Untitled (from the American Stories Cycle) (2015)

Metro Pictures (E1)

“Longo is at a real high point in his expansive production, in terms of both his level of technical achievement and the subtlety and sophistication with which he approaches his subject matter. This huge, new drawing is evocative and mysterious, relating indirectly to Truman Capote’s In Cold Blood. It forms part of Longo’s long-standing engagement with the dark undercurrents that run just beneath the surface of suburban American life.”

Rosalyn Drexler

The Dream (1963)

Garth Greenan (S9)

“Though under-acknowledged, the 89-year-old artist was working in the Pop mode more or less side by side with much more recognisable, male counterparts. In place of the coolness and detachment of artists like Warhol and Lichtenstein, Drexler’s work is charged with emotion and imbued with personal dimensions, presenting scenes of violence alongside scenes of love and passion.”

Nari Ward

Breathing Panel #2 (2015)

Lehmann Maupin (K16)

“This is from a recent project that Nari began after visiting one of the oldest existing African-American churches in the country, in Savannah, Georgia. There are holes in the floor of the church that date back to the era of the Underground Railroad; they permitted the escaped slaves hidden below the floorboards to breathe. At the same time, the holes related to patterned diagrams that are common to African religious traditions, particularly Congolese cosmograms and Afro-Caribbean abakuá imagery. Nari laid sheets of copper on the floor of his studio and danced on top of them to create the marks, using his body to reinforce the reference to the church floor.”

Trevor Paglen

NSA-Tapped Fiber Optic Cable Landing Site, Miami Beach, Florida, United States (2015)

Metro Pictures (E1)

“It’s hard to think of an artist making work that is more important in terms of understanding the workings of our government. Trevor’s work should feel relevant for anyone concerned about freedom.
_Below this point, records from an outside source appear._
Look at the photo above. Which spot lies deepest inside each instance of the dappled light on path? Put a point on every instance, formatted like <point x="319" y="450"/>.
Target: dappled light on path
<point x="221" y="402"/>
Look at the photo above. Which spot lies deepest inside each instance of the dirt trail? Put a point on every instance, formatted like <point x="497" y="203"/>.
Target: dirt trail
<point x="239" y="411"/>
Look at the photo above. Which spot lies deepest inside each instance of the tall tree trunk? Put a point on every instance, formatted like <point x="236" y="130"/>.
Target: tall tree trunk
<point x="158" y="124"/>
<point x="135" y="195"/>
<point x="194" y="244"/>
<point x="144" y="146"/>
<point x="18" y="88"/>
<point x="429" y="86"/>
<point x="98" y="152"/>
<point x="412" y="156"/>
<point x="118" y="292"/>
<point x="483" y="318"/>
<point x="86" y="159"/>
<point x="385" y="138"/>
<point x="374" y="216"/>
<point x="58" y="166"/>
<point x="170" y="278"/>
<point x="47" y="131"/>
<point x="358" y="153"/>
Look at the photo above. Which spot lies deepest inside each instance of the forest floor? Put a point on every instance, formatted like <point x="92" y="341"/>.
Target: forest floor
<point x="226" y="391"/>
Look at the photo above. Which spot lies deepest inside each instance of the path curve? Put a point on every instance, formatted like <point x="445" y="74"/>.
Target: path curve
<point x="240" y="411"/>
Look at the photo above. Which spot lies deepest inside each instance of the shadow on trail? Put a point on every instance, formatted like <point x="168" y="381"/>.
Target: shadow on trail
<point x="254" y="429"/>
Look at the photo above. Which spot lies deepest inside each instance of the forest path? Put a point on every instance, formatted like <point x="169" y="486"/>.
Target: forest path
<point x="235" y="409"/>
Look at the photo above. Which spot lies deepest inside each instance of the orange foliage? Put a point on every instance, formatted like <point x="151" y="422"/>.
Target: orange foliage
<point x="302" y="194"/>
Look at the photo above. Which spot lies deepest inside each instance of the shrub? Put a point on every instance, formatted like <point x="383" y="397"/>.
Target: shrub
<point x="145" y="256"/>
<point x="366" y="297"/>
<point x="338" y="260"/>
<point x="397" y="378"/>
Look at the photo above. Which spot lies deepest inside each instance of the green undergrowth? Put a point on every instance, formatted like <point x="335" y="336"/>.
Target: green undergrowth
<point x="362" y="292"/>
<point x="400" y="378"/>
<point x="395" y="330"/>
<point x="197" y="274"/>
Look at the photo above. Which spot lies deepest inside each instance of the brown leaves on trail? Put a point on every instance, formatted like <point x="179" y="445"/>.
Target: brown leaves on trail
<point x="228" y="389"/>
To create this series, he pinpointed and photographed the exact locations of NSA-tapped communications cables just off the coast of Miami, enabling us to literally see what the erosion of our privacy looks like.”

Kerry James Marshall

Untitled (Policeman) (2015)

Jack Shainman Gallery (B21)

“This is a new work depicting an African-American man in a policeman’s uniform, at rest. It immediately recalls the issue of police violence against African-Americans, and the Black Lives Matter movement that has risen up over the past year or so. In this image, Marshall upends traditional associations of power and powerlessness.”

John Giorno

Filling what is empty, emptying what is full; SUICIDES ARE SONGS OF ASPIRATION (2015)

Elizabeth Dee (J15)

“John Giorno is another figure who has seen a remarkable resurgence in recent years. He has been working for decades to narrow the distances between experimental art, poetry and performance. His work delivers sharp, barbed statements that have a way of resonating and staying with you, of echoing in your brain. The bright, even garish colours in this recent set of works amplify the impact of his terse proclamations.”

Zilia Sánchez

Curvas (curves, 2005); El Silencio de Eros (the silence of Eros, around 1980)

Galerie Lelong (G1)

The 87-year-old Cuban-born, New York-based artist “is one of the most under-recognised producers working today. She is a pioneer of experiments involving the shaped canvas. Her work strikes an elegant balance between an analytical kind of formalism and sensuality.”